November 5, 2010

Anderson, Council Aim for Cohesion

By CHELSEY POLLOCK
Union Leader Correspondent

DERRY -- Improved communication and a focus on economic development were among the goals laid out for Derry’s new town manager at a workshop meeting with councilors on Wednesday night.
“We’re the fourth largest community in the state, and we seem to wind up at the bottom of the barrel sometimes at the state level,” Councilor Neil Wetherbee said. “I think we’ve fallen short with communication within Town Hall itself and with the citizens.”
John Anderson, who completes his second week on the job today, told councilors he hopes to improve discussions with state representatives, school district staff and town residents.
“That’s all part of being on the same team,” Anderson said. “We’re all one town, and we should all be moving similarly in the same direction.”
Councilor David Milz said he also hopes Anderson could facilitate communication between the various groups working to improve Derry’s downtown, like the Moving Derry Forward and Downtown Derry committees and the recently formed Derry Business Association.
“It’s getting a little confusing,” Milz said. “...There’s a lot of great ideas down there, and I’d like to task John with meeting with those groups and touching the high points on their plans and bring back his own goals to us.”
Under Anderson’s three-year contract, he is expected to come up with several measurable goals to achieve by October 2011. After that, Anderson said he will likely put together annual goals to align with each year’s budget.
“It’s not a document that is set in stone,” said Anderson on Thursday, of the goals list. “It’s fluid, as you need to be able to react to situations and events that come up.”
Other ideas put forward Wednesday were a study of town public safety systems, improvements to the Abbott Court parking lot, an increase in the open space in West Derry and a decision about plans for a senior center.
Anderson said that after a tour of the town, he hoped some improvements could be made to the town transfer station.

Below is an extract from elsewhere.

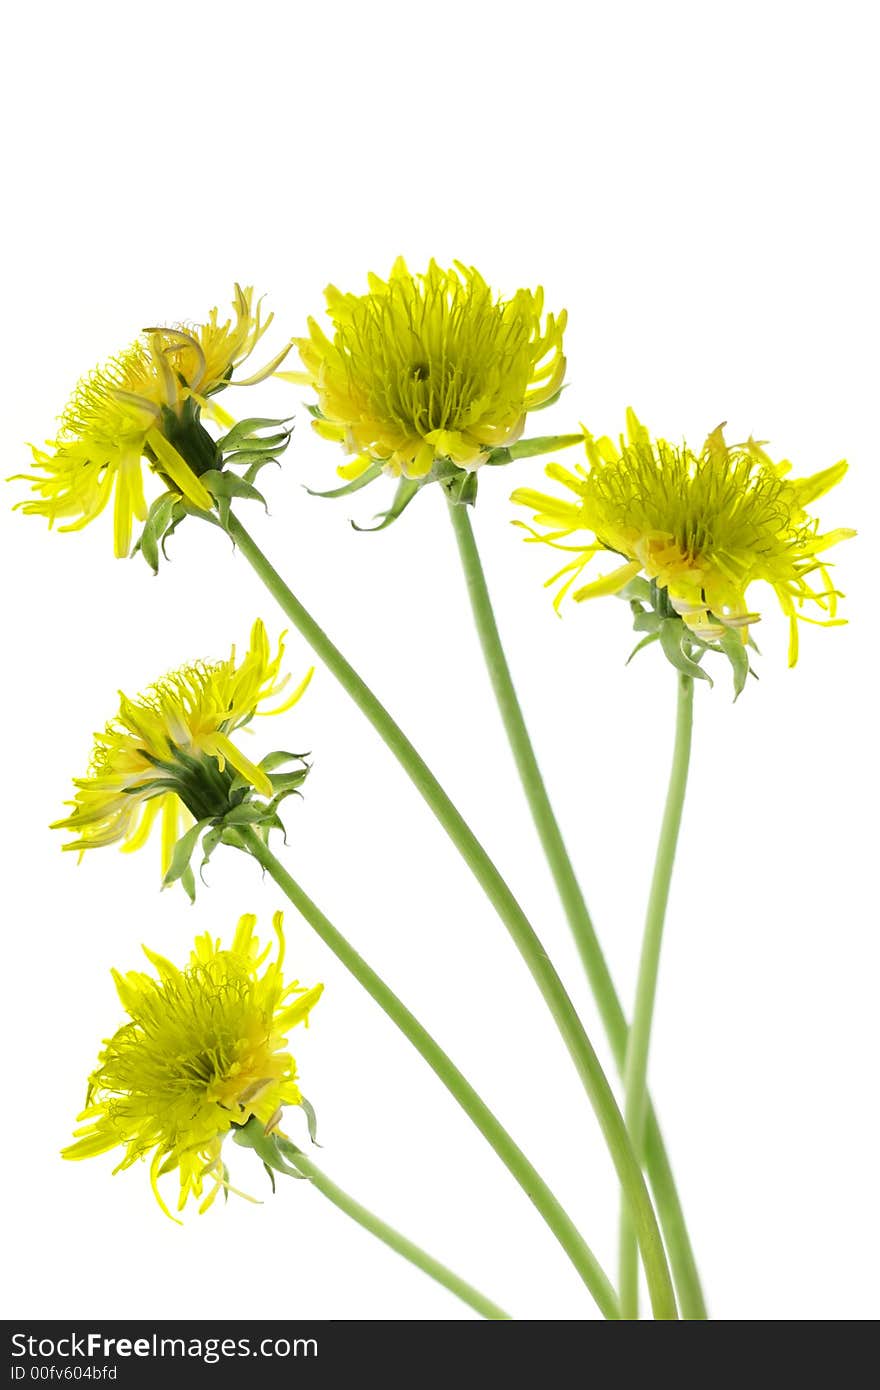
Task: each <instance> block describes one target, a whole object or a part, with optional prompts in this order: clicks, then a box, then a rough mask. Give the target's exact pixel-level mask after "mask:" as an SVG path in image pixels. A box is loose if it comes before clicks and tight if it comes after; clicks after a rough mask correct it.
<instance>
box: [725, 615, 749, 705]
mask: <svg viewBox="0 0 880 1390" xmlns="http://www.w3.org/2000/svg"><path fill="white" fill-rule="evenodd" d="M717 645H719V646H720V649H722V651H723V653H724V656H726V657H727V660H728V662H730V666H731V670H733V678H734V705H735V703H737V701H738V699H740V695H741V694H742V691H744V689H745V682H747V681H748V676H749V670H751V666H749V659H748V652H747V649H745V646H744V644H742V639H741V637H740V634H738V632H734V630H733V628H730V627H728V628H726V631H724V635H723V637H722V638H719V642H717Z"/></svg>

“It just blew my mind that they do as much as they do in such a confined space,” Anderson said. “...That’s one that we might want to start looking at where does it fit in the bigger picture.”
Anderson said he will look over council suggestions and return with a final list for approval at the board’s next meeting on Nov. 16.

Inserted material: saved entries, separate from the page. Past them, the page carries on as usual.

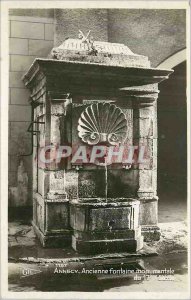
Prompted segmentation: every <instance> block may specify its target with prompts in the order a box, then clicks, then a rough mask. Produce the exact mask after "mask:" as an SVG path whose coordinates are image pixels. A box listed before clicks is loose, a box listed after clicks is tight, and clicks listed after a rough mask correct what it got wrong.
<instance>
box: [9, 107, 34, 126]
mask: <svg viewBox="0 0 191 300" xmlns="http://www.w3.org/2000/svg"><path fill="white" fill-rule="evenodd" d="M9 121H15V122H22V121H24V122H30V121H31V107H30V106H28V105H13V104H12V105H10V106H9Z"/></svg>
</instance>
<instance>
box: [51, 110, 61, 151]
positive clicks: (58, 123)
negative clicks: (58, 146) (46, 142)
mask: <svg viewBox="0 0 191 300" xmlns="http://www.w3.org/2000/svg"><path fill="white" fill-rule="evenodd" d="M50 142H51V145H52V144H53V145H55V146H58V145H60V144H61V136H60V118H59V116H54V115H51V130H50Z"/></svg>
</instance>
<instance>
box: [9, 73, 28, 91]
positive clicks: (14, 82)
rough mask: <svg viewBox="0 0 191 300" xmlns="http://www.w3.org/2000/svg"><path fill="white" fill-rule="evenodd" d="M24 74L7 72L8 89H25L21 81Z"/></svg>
mask: <svg viewBox="0 0 191 300" xmlns="http://www.w3.org/2000/svg"><path fill="white" fill-rule="evenodd" d="M23 74H24V72H9V87H10V88H25V85H24V83H23V81H22V76H23Z"/></svg>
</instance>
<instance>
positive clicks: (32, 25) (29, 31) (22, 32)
mask: <svg viewBox="0 0 191 300" xmlns="http://www.w3.org/2000/svg"><path fill="white" fill-rule="evenodd" d="M11 37H17V38H33V39H34V38H35V39H44V24H42V23H28V22H19V21H12V22H11Z"/></svg>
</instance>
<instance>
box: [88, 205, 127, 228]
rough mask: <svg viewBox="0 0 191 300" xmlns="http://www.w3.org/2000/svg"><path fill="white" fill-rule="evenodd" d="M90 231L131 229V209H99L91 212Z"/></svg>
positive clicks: (90, 220)
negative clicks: (95, 230) (99, 230)
mask: <svg viewBox="0 0 191 300" xmlns="http://www.w3.org/2000/svg"><path fill="white" fill-rule="evenodd" d="M88 227H89V230H91V231H93V230H107V229H109V228H111V230H117V229H125V228H126V229H130V228H131V208H130V207H122V208H97V209H91V211H90V223H89V226H88Z"/></svg>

But councilors said they hope to narrow the larger list to between three and five specific goals for Anderson to focus on.
“You just got here and you don’t know the history of the town and what has gone on. You’re going to have to decide the issues that you want to tackle and some of the priorities that you want to set,” Wetherbee said. “I’m not trying to ask you to solve all the town’s ills of the past many years overnight,” he said.